When the topic of actually getting a game into "InstantAction form" came about, we were told that IA will provide an SDK to clients that enables them to "chunk" their games for optimal playback. That's a responsibility that lies on the developer, not InstantAction, but we don't suspect it'll be a huge burden; far less than porting a title to another console platform or OS, as an example.
General overview of the game embedding process
All in all, we're confident in saying that this has the possibility to completely shift the way casual gaming is viewed, and it could seriously open up worlds of possibilities for indie developers that weren't open yesterday. We've still got loads of questions (mostly surrounding the possibility for DRM-free offline playback and if a dedicated, non-browser client will eventually be released), but we were assured that many of those inquiries would be answered in the months to come. You can bet we'll be keeping an ear to ground, and we'll be passing along every last morsel that we get.
Show full PR text
The following link features InstantAction CEO Louis Castle discussing the benefits and features of the InstantAction platform.
Browser-based gaming innovator InstantAction today announced the immediate availability of a new direct-to-consumer online video game distribution platform that enables game creators to embed any video game anywhere on the web, including blogs, email, and social media sites such as Facebook and MySpace.
Using a hybrid combination of in-browser, thin-client, and progressive downloading technologies, InstantAction makes embedding premium video games as easy as uploading a standard video or photo, and at equivalent speeds. As a result, game creators can dramatically expand distribution by putting games where consumers are online and in settings where friends' recommendations and invitations are most powerful.
LucasArts announced last night at GDC they are using the InstantAction platform for online distribution of The Secret of Monkey Island: Special Edition, which is launching soon.

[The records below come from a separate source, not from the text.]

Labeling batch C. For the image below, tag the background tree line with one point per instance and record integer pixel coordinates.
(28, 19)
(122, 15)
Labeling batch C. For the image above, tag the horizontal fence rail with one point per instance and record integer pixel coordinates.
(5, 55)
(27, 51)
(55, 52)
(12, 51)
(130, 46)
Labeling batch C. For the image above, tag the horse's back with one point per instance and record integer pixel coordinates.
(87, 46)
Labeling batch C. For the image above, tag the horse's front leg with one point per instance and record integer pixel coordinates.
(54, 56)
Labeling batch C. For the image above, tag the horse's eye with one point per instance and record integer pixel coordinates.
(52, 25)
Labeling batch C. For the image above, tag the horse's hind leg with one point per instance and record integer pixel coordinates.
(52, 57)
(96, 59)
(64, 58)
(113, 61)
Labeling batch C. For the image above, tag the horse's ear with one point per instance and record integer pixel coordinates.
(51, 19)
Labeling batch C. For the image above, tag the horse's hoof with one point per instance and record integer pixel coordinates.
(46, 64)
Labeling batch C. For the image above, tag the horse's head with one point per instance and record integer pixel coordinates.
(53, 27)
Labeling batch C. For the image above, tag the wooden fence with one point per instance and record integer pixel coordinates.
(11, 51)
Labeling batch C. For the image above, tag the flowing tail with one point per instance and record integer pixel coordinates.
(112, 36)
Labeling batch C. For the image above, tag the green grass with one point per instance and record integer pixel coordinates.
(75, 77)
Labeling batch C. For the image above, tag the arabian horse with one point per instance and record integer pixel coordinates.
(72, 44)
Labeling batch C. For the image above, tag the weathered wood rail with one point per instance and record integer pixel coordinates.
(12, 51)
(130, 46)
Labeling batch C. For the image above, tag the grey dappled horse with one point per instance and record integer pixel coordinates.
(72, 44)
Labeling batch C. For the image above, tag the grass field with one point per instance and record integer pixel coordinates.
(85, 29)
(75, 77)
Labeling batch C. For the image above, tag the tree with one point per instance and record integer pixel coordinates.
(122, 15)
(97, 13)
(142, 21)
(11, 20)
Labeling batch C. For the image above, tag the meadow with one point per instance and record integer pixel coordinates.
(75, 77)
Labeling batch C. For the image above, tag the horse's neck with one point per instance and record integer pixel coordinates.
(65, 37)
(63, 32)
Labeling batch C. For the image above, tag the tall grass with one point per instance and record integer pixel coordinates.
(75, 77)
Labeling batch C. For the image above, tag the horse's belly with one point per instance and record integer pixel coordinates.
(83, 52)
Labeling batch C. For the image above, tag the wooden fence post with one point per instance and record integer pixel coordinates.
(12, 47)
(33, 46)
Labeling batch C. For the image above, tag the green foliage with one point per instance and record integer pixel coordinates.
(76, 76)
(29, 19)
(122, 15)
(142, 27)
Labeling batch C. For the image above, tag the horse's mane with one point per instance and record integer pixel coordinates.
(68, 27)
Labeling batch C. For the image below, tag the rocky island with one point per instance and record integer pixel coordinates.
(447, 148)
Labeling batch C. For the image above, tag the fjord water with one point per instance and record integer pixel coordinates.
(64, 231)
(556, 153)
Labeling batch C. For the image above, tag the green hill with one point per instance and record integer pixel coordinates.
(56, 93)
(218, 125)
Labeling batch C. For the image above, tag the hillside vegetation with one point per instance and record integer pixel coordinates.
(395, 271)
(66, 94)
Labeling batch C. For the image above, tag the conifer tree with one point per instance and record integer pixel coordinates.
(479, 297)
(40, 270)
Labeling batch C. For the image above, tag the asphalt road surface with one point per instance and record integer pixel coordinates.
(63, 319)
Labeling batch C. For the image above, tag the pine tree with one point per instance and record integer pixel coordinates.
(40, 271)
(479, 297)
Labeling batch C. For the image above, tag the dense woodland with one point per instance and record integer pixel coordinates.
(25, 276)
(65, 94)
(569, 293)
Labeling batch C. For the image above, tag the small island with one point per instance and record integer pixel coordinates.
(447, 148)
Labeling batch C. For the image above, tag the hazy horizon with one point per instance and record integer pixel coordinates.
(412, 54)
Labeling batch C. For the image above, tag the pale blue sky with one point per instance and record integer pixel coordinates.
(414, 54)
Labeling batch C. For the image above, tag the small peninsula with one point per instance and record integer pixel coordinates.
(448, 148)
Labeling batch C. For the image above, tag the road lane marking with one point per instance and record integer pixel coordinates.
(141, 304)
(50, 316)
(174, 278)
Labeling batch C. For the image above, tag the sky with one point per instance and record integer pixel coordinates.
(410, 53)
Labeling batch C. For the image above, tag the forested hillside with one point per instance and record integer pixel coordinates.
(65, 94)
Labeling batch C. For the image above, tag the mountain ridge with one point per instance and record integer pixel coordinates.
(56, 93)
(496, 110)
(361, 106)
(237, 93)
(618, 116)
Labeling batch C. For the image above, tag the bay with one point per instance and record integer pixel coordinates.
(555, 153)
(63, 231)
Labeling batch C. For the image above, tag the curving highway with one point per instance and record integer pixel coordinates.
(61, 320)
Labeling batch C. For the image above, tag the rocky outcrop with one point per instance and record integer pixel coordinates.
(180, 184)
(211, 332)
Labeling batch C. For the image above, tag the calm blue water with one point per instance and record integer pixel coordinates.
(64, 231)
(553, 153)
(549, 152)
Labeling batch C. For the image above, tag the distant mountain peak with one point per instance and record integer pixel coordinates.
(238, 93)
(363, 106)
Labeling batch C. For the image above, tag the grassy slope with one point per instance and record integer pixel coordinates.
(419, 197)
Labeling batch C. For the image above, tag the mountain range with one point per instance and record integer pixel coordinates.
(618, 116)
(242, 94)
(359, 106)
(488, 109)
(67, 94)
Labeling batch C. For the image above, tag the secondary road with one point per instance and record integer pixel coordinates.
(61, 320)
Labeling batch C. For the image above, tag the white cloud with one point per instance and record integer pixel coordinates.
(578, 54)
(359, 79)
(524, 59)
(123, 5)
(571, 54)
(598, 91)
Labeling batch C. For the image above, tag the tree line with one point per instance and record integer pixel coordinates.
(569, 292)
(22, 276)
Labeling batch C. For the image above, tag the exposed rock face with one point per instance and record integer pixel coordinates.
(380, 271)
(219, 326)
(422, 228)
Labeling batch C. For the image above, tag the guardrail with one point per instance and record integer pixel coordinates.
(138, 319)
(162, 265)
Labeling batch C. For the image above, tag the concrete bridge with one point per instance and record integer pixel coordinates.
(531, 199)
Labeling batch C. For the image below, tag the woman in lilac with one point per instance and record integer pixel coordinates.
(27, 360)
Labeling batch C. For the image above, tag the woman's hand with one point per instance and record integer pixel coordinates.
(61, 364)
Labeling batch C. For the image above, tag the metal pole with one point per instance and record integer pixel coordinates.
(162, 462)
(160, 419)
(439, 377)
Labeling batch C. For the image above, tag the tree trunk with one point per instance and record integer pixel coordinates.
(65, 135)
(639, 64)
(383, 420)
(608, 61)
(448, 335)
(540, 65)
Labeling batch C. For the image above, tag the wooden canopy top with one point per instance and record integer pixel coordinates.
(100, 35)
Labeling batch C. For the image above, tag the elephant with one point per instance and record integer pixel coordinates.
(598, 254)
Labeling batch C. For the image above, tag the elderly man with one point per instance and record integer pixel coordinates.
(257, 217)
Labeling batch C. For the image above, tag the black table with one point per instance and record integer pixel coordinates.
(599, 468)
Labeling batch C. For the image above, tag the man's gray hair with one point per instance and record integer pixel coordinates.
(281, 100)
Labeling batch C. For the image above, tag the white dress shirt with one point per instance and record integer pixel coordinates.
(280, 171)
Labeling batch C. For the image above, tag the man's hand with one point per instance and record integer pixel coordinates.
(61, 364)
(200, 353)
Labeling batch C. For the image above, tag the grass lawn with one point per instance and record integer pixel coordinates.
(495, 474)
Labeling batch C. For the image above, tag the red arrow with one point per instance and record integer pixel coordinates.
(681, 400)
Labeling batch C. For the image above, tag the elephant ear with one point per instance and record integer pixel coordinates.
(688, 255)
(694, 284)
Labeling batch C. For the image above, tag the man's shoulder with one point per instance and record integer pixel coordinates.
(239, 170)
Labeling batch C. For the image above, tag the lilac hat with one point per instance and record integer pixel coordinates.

Benefits of InstantAction for consumers:
1. Browse and sample the actual game for free, or consume content in a pay-as-you-go method. No more paying large sums up front, sight unseen.
2. Instant access. You don't have to wait hours to have access to the game... you're literally playing in just a couple of minutes.
3. Better than ownership of a game... InstantAction is an entitlement-based platform. Once you've paid for the game, whether it was incrementally or in one chunk, you own it. You can play it on your computer, on your friend's computer, on a hundred computers. As long as you're logged in as yourself, you can play it. Additionally, all saved games are stored on InstantAction servers and backed up regularly.
Benefits of InstantAction for game creators:
1. Free trials & rent-to-own capabilities put games instantly in front of more potential consumers.
2. "Sample as you go" models produce more revenue and more loyal customers.
3. The ability to embed a game anywhere means consumers can play a game inside the review site, on a fan site, and inside their Facebook or MySpace pages. Embed a game in the same way you'd embed a YouTube video... send an html email with a game just like you would a picture. Invite friends in your social network to play in same way you'd share pictures or movies. InstantAction is the only platform that offers this capability.